5. Findings with Analysis

With all the analysis above, this paper finds measures to reestablish the female subjectivity under slavery, which can be generally summarized to three points as challenging the totalitarian society, seeking for community shelter and reconstructing the identity.

Generally speaking, the female subjectivity in Beloved have all lost their identities, because mothers cannot bring up their children, and women doubt their values as human beings. The most dangerous effect of slavery is its negative impact on the slaves’ selfhood. For instance, Sethe acknowledged herself as goods, and gave up her identity as the individual female subjectivity. Therefore, it is necessary to reconstruct the identity of the female subjectivity. Slaves were told they were subhuman and were traded as commodities whose worth could be valued by dollars. Consequently, the female subjectivity in this novel are very insecure about whether or not they could possibly be treated as a real “individual”. To ease the female subjectivity’s worries, we must help them figure out who they are and admit their values as human beings.

In addition, Beloved demonstrates the extent to which the female subjectivity need the support of their community in order to survive. When Sethe becomes a part of the Cincinnati community, she begins to develop her selfhood during her twenty-eight days of freedom. Similarly, Denver indeed discovers herself and grows up when she leaves Room 124 and becomes a part of society. At the end of the novel, the black community makes up for its past misbehavior by gathering at Room 124 to collectively exorcise Beloved. By driving Beloved away, the community secures Sethe’s and its own identity for release from the past. As for the female subjectivity in this novel, it is the community shelter which protects them against the severe environment. As for the Cincinnati’s black community, it is the protecting behavior which consolidates the community.

Last but not least, the female subjectivity spare not efforts to challenge the patriarchal society. Patriarchy is a social system in which males hold primary power and predominate in roles of political leadership, moral authority, social privilege and property control. Despite the reconstruction of the identity and the community shelter, the female subjectivity can still hardly be reestablished if the society remains as a patriarchal society. Sethe kills her own daughter to protect her children from the destruction wrought by slavery and patriarchy. Denver exiles from the place named Room 124 and searches for independence and self-possession. They struggle to free themselves from patriarchy, some succeed while others fail. Those who fail may be too fragile in their inner hearts and indulge themselves in their own world, thus giving up themselves even when opportunities come. Those who succeed always have a thorough understanding of themselves and tend to unite together, so that they can make a breakthrough even in the patriarchal society.

6. Conclusion

This paper analyzes the female subjectivity from the perspective of J. Hillis Miller’s deconstruction, concretely referring to three aspects—figures of speech, etymology and imageries, which reveals the significance of maternal love and freedom under slavery.
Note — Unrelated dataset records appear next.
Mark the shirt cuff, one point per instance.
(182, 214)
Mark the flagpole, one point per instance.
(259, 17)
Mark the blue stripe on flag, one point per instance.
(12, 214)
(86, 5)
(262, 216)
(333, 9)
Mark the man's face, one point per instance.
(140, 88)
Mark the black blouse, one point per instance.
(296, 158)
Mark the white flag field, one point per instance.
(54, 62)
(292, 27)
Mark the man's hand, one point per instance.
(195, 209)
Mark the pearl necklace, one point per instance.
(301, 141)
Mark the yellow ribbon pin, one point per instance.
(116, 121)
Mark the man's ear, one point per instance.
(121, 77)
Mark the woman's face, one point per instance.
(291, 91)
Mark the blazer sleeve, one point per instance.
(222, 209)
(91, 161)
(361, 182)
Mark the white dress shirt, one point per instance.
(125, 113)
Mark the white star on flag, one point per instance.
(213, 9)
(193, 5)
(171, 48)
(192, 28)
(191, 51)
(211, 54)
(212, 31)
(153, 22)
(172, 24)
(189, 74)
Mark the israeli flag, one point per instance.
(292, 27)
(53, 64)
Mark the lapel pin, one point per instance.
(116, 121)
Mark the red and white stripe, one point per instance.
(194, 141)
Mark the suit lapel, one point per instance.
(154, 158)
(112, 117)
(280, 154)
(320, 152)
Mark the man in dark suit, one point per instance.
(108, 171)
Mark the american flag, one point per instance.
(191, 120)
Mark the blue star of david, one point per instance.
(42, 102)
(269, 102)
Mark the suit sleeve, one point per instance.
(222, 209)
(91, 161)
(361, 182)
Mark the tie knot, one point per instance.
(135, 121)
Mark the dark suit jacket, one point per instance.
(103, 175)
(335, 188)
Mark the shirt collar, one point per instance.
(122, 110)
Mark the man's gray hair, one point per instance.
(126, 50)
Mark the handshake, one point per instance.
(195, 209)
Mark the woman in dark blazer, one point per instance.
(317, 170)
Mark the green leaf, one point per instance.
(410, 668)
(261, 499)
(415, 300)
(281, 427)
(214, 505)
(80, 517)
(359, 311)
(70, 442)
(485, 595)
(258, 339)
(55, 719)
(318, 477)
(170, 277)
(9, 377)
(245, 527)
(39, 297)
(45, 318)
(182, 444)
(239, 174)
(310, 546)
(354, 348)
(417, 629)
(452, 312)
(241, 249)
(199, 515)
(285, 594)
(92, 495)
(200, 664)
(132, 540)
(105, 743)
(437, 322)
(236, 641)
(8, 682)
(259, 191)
Through figures of speech, we can clearly understand the changes of the female subjectivity’s life experiences and intention courses. Through etymology and imageries, we can acknowledge that the patriarchal world and slavery system have broken the balance of men and women, slaves and slave owners, mothers and children. The growing experiences of the heroines in this novel are still very meaningful to the modern women. In consideration of the unequal rights between men and women today, we can draw lessons from Beloved that the protection of the female subjectivity requires reconstructing the identity, seeking for community shelter and challenging the patriarchal society.

Conflicts of Interest

The authors declare no conflicts of interest regarding the publication of this paper.